Welcome to the new financial year. But do recent events herald an environment where deflation makes way for stagflation?

The US authorities have been doing their utmost to create some inflation, and they may be finally getting some traction.

The chart below shows the US 10 year Government Bond rate has risen from 1.6% to 2.6%.

This is an increase of 62.5% and is an excellent indicator of what may be to come globally.

This may mean that we move from deflation to stagflation, stagflation is not a very happy place to be, it means “A condition of slow economic growth and relatively high unemployment – a time of stagnation – accompanied by a rise in prices, or inflation”.

Given that an economy has the same level of the supply of products, demand creation programs from the Governments (i.e. an expansion of fiscal and/or monetary policy) could temporarily increase people’s purchasing power. In this case, people would buy more but businesses could not increase their production (so people compete to buy limited products, prices then go up).

With the Australian dollar falling like a stone from $1.10 US to it’s current level of 91.5 cents (a fall of 16.3%) it is easy to see that price increases are on the horizon. The next fleet of container ships will likely be carrying goods that will cost more when they reach their final destination.

Company downgrades compared to upgrades are currently running at 6.5 to 1.

Job losses continue, motor vehicles sales in Europe are at a 20 year low.

I struggle to understand why the German market has continually hit new highs when the economic fundamentals have been deteriorating on an ongoing basis.

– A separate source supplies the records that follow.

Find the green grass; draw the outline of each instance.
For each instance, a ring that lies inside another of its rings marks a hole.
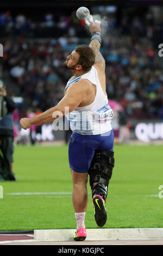
[[[163,146],[116,145],[104,228],[163,227]],[[17,146],[17,181],[1,182],[0,230],[76,228],[71,194],[11,195],[15,192],[71,192],[67,146]],[[88,183],[87,228],[97,228]]]

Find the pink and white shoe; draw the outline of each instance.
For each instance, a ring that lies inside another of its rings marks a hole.
[[[85,228],[80,228],[78,230],[76,231],[73,239],[75,241],[83,241],[85,240],[86,237],[86,233]]]

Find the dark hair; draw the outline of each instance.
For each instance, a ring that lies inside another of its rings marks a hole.
[[[82,65],[84,71],[89,71],[95,64],[95,53],[89,46],[79,45],[75,51],[79,54],[78,64]]]

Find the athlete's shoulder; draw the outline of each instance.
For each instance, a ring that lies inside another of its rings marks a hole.
[[[105,71],[105,68],[101,63],[95,63],[93,66],[95,68],[98,73],[104,73]]]

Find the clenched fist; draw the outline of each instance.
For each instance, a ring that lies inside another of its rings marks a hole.
[[[30,118],[22,118],[20,121],[20,125],[24,130],[27,130],[32,126]]]

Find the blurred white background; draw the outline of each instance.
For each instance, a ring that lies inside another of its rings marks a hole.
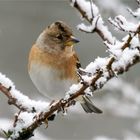
[[[118,14],[126,15],[126,17],[130,16],[126,8],[129,6],[136,9],[137,7],[135,0],[95,0],[95,3],[106,22],[110,16],[114,17]],[[85,34],[76,30],[76,25],[81,21],[79,14],[70,6],[68,1],[0,0],[0,72],[12,79],[17,89],[32,99],[45,100],[38,94],[28,76],[28,53],[42,30],[56,20],[63,20],[68,23],[72,27],[75,36],[81,40],[75,49],[79,54],[83,67],[94,61],[97,56],[104,57],[108,55],[105,52],[102,40],[97,34]],[[123,33],[114,32],[112,26],[108,25],[118,38],[124,35]],[[120,76],[127,81],[127,84],[135,86],[137,90],[140,90],[139,69],[138,64],[129,72]],[[96,92],[94,96],[95,104],[104,111],[103,114],[68,113],[67,116],[59,115],[55,121],[49,123],[47,129],[42,127],[40,130],[52,140],[93,140],[96,136],[106,136],[119,140],[129,135],[131,135],[130,137],[133,136],[133,139],[135,135],[140,137],[140,125],[137,128],[135,127],[137,122],[140,122],[138,116],[130,117],[126,115],[122,117],[122,115],[116,115],[112,111],[115,112],[116,108],[121,108],[123,101],[128,102],[121,94],[123,91],[118,89],[119,87],[112,91],[103,88],[102,91]],[[120,105],[118,104],[110,109],[105,105],[107,103],[106,97],[112,97],[114,100],[124,98],[124,100],[120,102]],[[127,110],[130,111],[130,114],[134,113],[131,110],[131,105]],[[15,111],[14,107],[7,105],[6,97],[0,94],[0,119],[13,119]]]

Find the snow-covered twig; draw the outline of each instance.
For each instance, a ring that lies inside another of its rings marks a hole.
[[[140,26],[136,26],[137,28],[133,30],[133,34],[129,33],[122,42],[119,42],[112,37],[107,27],[104,26],[99,10],[92,1],[71,0],[71,3],[91,25],[87,28],[85,24],[81,24],[79,28],[87,32],[97,32],[111,53],[106,58],[97,58],[94,62],[91,62],[85,68],[90,76],[81,75],[82,82],[72,85],[63,99],[51,105],[30,100],[17,91],[12,82],[9,82],[11,85],[3,82],[6,81],[6,77],[1,75],[1,92],[9,100],[12,100],[10,103],[20,109],[14,127],[10,130],[10,138],[13,140],[29,139],[35,129],[43,123],[48,123],[47,119],[49,117],[72,106],[72,102],[78,96],[88,94],[87,92],[90,91],[88,89],[92,88],[92,92],[101,89],[108,80],[116,75],[123,74],[130,67],[140,62],[140,43],[138,39]],[[121,26],[121,28],[124,27]]]

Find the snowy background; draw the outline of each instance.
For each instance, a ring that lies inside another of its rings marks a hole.
[[[127,7],[136,9],[132,0],[95,0],[101,14],[108,17],[122,14],[130,16]],[[69,2],[61,0],[1,0],[0,1],[0,72],[13,80],[16,87],[32,99],[43,99],[32,84],[27,72],[28,53],[42,30],[56,20],[67,22],[81,42],[75,47],[82,66],[97,56],[107,56],[105,46],[97,34],[85,34],[76,30],[80,23],[78,13]],[[110,30],[113,28],[109,25]],[[118,38],[124,34],[116,33]],[[114,79],[102,91],[96,92],[95,104],[104,113],[87,115],[82,111],[59,115],[49,128],[40,128],[49,139],[56,140],[139,140],[140,139],[140,66],[133,67]],[[126,82],[127,81],[127,82]],[[111,87],[111,88],[110,88]],[[6,97],[0,94],[0,125],[4,119],[13,119],[16,110],[8,106]],[[82,114],[81,114],[82,113]],[[98,136],[98,137],[97,137]],[[100,137],[99,137],[100,136]],[[109,138],[107,138],[109,137]],[[37,139],[37,138],[36,138]],[[43,138],[42,138],[43,139]]]

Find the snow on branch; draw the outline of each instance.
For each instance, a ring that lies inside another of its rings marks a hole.
[[[106,58],[98,57],[85,69],[82,69],[86,74],[79,73],[81,79],[79,84],[72,85],[63,99],[51,104],[29,99],[16,90],[11,80],[0,74],[0,91],[7,96],[9,104],[19,109],[15,115],[13,127],[5,132],[9,139],[29,139],[40,125],[46,124],[48,126],[48,120],[53,120],[58,112],[65,113],[78,96],[84,94],[92,96],[92,93],[101,89],[108,80],[123,74],[130,67],[140,62],[139,21],[132,24],[122,16],[111,20],[115,27],[119,27],[128,33],[122,41],[119,41],[112,36],[107,26],[104,25],[99,9],[92,0],[70,0],[70,2],[89,22],[89,25],[82,23],[78,28],[84,32],[98,33],[107,46],[109,56]]]

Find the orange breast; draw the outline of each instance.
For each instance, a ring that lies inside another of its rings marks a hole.
[[[77,59],[74,55],[68,57],[65,53],[50,54],[34,45],[29,54],[28,70],[30,71],[32,65],[37,63],[40,66],[43,65],[59,70],[60,75],[58,77],[60,79],[73,79],[78,81],[76,61]]]

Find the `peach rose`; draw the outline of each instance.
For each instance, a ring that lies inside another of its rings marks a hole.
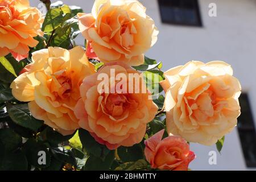
[[[88,42],[87,56],[95,57],[96,54],[104,63],[141,65],[143,54],[157,40],[155,22],[137,0],[96,0],[91,14],[77,16]]]
[[[167,131],[210,146],[230,133],[240,114],[239,81],[222,61],[191,61],[164,73]]]
[[[196,156],[189,151],[187,142],[179,136],[169,136],[162,140],[164,130],[144,141],[146,159],[151,168],[160,170],[187,171]]]
[[[11,84],[13,96],[30,102],[35,118],[63,135],[79,127],[74,114],[82,80],[95,72],[81,47],[71,50],[49,47],[32,53],[33,63]]]
[[[33,37],[43,35],[43,20],[28,0],[0,0],[0,57],[11,53],[18,61],[26,58],[28,47],[38,43]]]
[[[110,150],[141,142],[147,123],[154,119],[158,110],[156,105],[149,98],[151,94],[146,90],[144,93],[141,92],[143,81],[137,89],[134,89],[136,92],[127,92],[125,88],[128,89],[128,86],[125,85],[130,84],[130,88],[134,88],[131,78],[117,81],[112,75],[113,71],[117,77],[122,75],[128,78],[129,74],[139,74],[122,63],[107,64],[98,73],[84,80],[80,86],[81,98],[75,112],[79,119],[79,126]],[[108,77],[107,82],[112,86],[109,86],[109,92],[108,86],[102,88],[102,81],[98,78],[102,75]],[[113,86],[112,84],[114,84]]]

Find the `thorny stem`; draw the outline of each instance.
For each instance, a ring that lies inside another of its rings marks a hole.
[[[51,41],[52,40],[52,37],[53,36],[54,33],[55,33],[55,31],[56,30],[53,30],[53,31],[52,31],[52,34],[51,35],[49,40],[48,40],[47,44],[46,44],[46,48],[48,48],[49,47]]]

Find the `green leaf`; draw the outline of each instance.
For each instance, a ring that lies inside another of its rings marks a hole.
[[[0,64],[0,81],[6,85],[10,85],[16,77],[9,72],[2,64]]]
[[[32,166],[37,168],[46,168],[49,166],[51,156],[47,147],[42,141],[36,142],[34,139],[30,138],[26,142],[23,148],[28,162]],[[45,164],[39,163],[41,162],[40,158],[43,156],[39,153],[41,151],[44,152],[45,154]]]
[[[133,67],[133,68],[135,69],[136,70],[139,71],[148,71],[148,70],[152,70],[156,68],[158,68],[158,67],[162,64],[161,62],[159,62],[157,64],[142,64],[137,67]]]
[[[20,147],[22,138],[10,129],[0,129],[0,140],[6,152],[11,152]]]
[[[218,151],[221,153],[221,149],[222,148],[223,144],[224,144],[224,140],[225,140],[225,136],[223,136],[223,137],[218,140],[218,141],[216,142],[216,147]]]
[[[104,159],[110,152],[105,145],[100,144],[97,142],[90,133],[84,129],[79,129],[79,138],[82,144],[82,147],[86,153],[92,154],[96,158],[101,158]]]
[[[28,169],[28,162],[25,153],[22,150],[5,153],[0,164],[0,171],[25,171]]]
[[[59,7],[60,6],[63,6],[63,2],[61,1],[58,1],[57,2],[53,2],[51,4],[51,7]]]
[[[42,31],[44,32],[52,32],[58,27],[61,27],[63,22],[71,18],[71,11],[68,6],[52,7],[46,15]]]
[[[43,124],[43,121],[32,117],[27,104],[8,104],[6,108],[10,117],[17,125],[36,131]]]
[[[53,130],[52,128],[48,127],[45,129],[46,132],[46,139],[50,143],[53,144],[57,144],[59,143],[68,141],[74,136],[74,133],[72,135],[63,136],[59,132]]]
[[[152,95],[157,95],[163,90],[159,82],[164,80],[163,72],[159,70],[147,71],[143,73],[147,88]]]
[[[165,126],[163,122],[159,120],[156,117],[149,123],[149,126],[153,134],[165,129]]]
[[[51,153],[54,158],[64,163],[74,166],[76,165],[76,158],[71,151],[66,150],[64,147],[52,148]]]
[[[110,151],[104,160],[95,156],[95,155],[90,155],[85,163],[85,169],[89,171],[109,170],[114,158],[114,150]]]
[[[80,159],[84,159],[85,155],[81,150],[79,150],[75,148],[72,148],[71,150],[76,158],[79,158]]]
[[[64,28],[65,27],[70,27],[73,24],[78,24],[78,22],[79,20],[77,18],[77,16],[75,16],[64,22],[63,24],[62,25],[62,28]]]
[[[17,77],[17,75],[16,75],[14,68],[6,58],[5,58],[4,56],[1,57],[0,63],[10,73],[14,75],[15,77]]]
[[[9,115],[7,119],[6,122],[7,122],[9,127],[21,136],[29,138],[33,137],[36,135],[36,133],[32,130],[14,123]]]
[[[63,163],[56,159],[55,158],[51,159],[51,163],[49,167],[43,168],[43,171],[60,171],[63,166]]]
[[[81,7],[76,6],[69,6],[69,8],[71,10],[71,15],[72,16],[76,16],[79,13],[82,13],[82,9]]]
[[[162,62],[160,62],[159,65],[158,66],[158,68],[161,69],[162,67],[163,67],[163,63]]]
[[[71,44],[71,28],[69,27],[63,29],[59,28],[56,32],[57,33],[53,35],[51,40],[51,46],[68,49]]]
[[[151,59],[146,56],[144,56],[144,64],[148,65],[152,65],[156,64],[156,61],[154,59]]]
[[[164,97],[160,95],[158,99],[154,100],[153,101],[157,105],[158,108],[162,109],[164,103]]]
[[[132,147],[119,147],[117,149],[119,158],[123,162],[135,162],[144,159],[144,152],[141,144]]]
[[[82,143],[81,143],[80,139],[79,138],[78,130],[76,131],[74,136],[68,141],[69,142],[69,145],[71,147],[82,150]]]
[[[5,56],[5,57],[13,65],[13,67],[17,75],[19,75],[22,69],[23,69],[23,68],[27,64],[26,59],[17,61],[17,60],[13,57],[11,54],[9,54]]]
[[[131,162],[123,163],[115,168],[115,171],[133,171],[141,169],[147,166],[147,163],[143,159],[138,160],[137,162]]]
[[[0,88],[0,103],[14,100],[10,88]]]

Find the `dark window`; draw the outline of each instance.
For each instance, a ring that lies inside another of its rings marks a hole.
[[[247,94],[239,98],[241,114],[238,119],[239,136],[248,167],[256,167],[256,130]]]
[[[202,26],[197,0],[158,0],[162,22]]]

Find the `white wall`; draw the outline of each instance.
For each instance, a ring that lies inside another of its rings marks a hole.
[[[32,1],[31,1],[31,2]],[[32,1],[37,6],[39,1]],[[90,13],[93,0],[64,0],[69,5],[81,6]],[[160,34],[157,43],[146,55],[163,63],[163,69],[184,64],[191,60],[207,62],[224,60],[230,64],[248,92],[254,118],[256,117],[256,1],[199,0],[203,27],[174,26],[161,23],[157,0],[140,1],[147,8]],[[208,15],[208,5],[217,6],[217,16]],[[79,37],[79,43],[83,39]],[[255,119],[254,119],[255,120]],[[217,165],[208,164],[208,152],[214,146],[191,144],[197,158],[191,163],[193,170],[246,170],[237,129],[226,136],[222,155],[217,154]]]

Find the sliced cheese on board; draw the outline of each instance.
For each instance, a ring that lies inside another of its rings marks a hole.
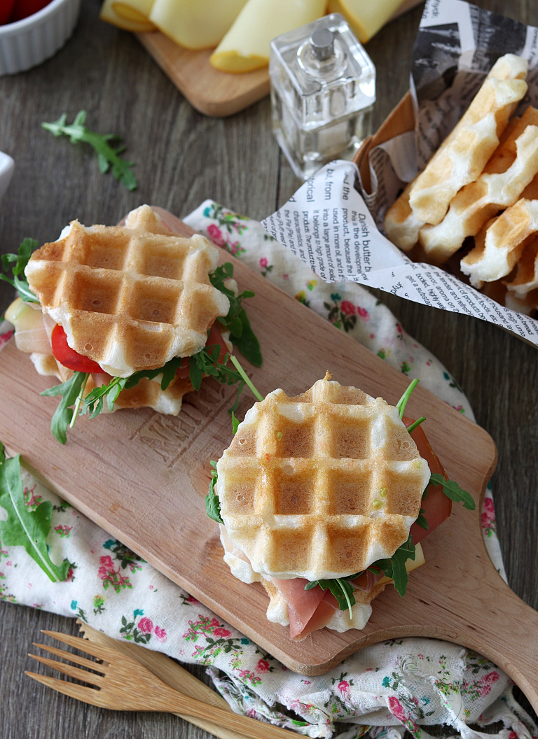
[[[320,18],[326,4],[326,0],[248,0],[209,61],[222,72],[265,67],[271,40]]]
[[[176,44],[199,50],[215,47],[246,0],[155,0],[149,19]]]
[[[148,20],[130,20],[118,16],[112,7],[113,1],[114,0],[104,0],[99,13],[99,18],[101,21],[112,23],[113,26],[118,26],[118,28],[122,28],[124,31],[132,31],[133,33],[144,33],[144,31],[155,30],[155,24]]]
[[[127,21],[149,23],[152,4],[153,0],[113,0],[112,7],[121,18]]]
[[[402,4],[403,0],[329,0],[329,12],[341,13],[361,44],[366,44]]]
[[[406,571],[407,572],[412,572],[413,570],[416,570],[417,567],[422,567],[423,565],[426,565],[426,559],[424,559],[424,552],[420,544],[415,544],[414,545],[414,559],[406,559],[404,565],[406,565]],[[377,580],[376,585],[382,585],[389,582],[394,582],[391,577],[382,577],[380,580]]]

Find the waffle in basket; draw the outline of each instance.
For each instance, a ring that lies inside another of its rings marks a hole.
[[[463,247],[460,269],[471,284],[530,313],[538,307],[535,255],[527,253],[538,233],[538,110],[529,106],[511,118],[525,74],[526,62],[514,55],[496,62],[461,120],[387,211],[385,230],[416,261],[440,266]]]
[[[397,410],[329,377],[255,403],[217,464],[227,535],[255,572],[360,572],[405,543],[419,514],[429,469]]]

The Australian markets has failed to fire like the US and others simply because we have not been printing money like they have. Consumers continue to keep their hands firmly in their pockets and retailers have been “on sale” almost on a permanent basis. In order to fire up some spending you need to have a sale on a sale, however with imports looking to become more expensive as each new shipment arrives the situation will become more challenging.

Your trip to Asia, Europe or the US just went up by 10% minimum so if you haven’t paid for your booking by now be prepared to shell out some more just to have the same seat. That empty bag that you are talking to fill with cheap clothes and other bling may just have a little less in it on your return.

As a person who loves buying companies based on the fundamentals, volatility like we have witnessed drives me crazy. This is not a stock picker’s market – at least not for the next couple of months. This is not the environment where one can simply look at good companies and say, this looks underpriced”, buy in, and then wait for it to rebound.

No, we’re now in a macro environment and we all just have to deal with political uncertainty, other left field events and global headwinds for at least a few months.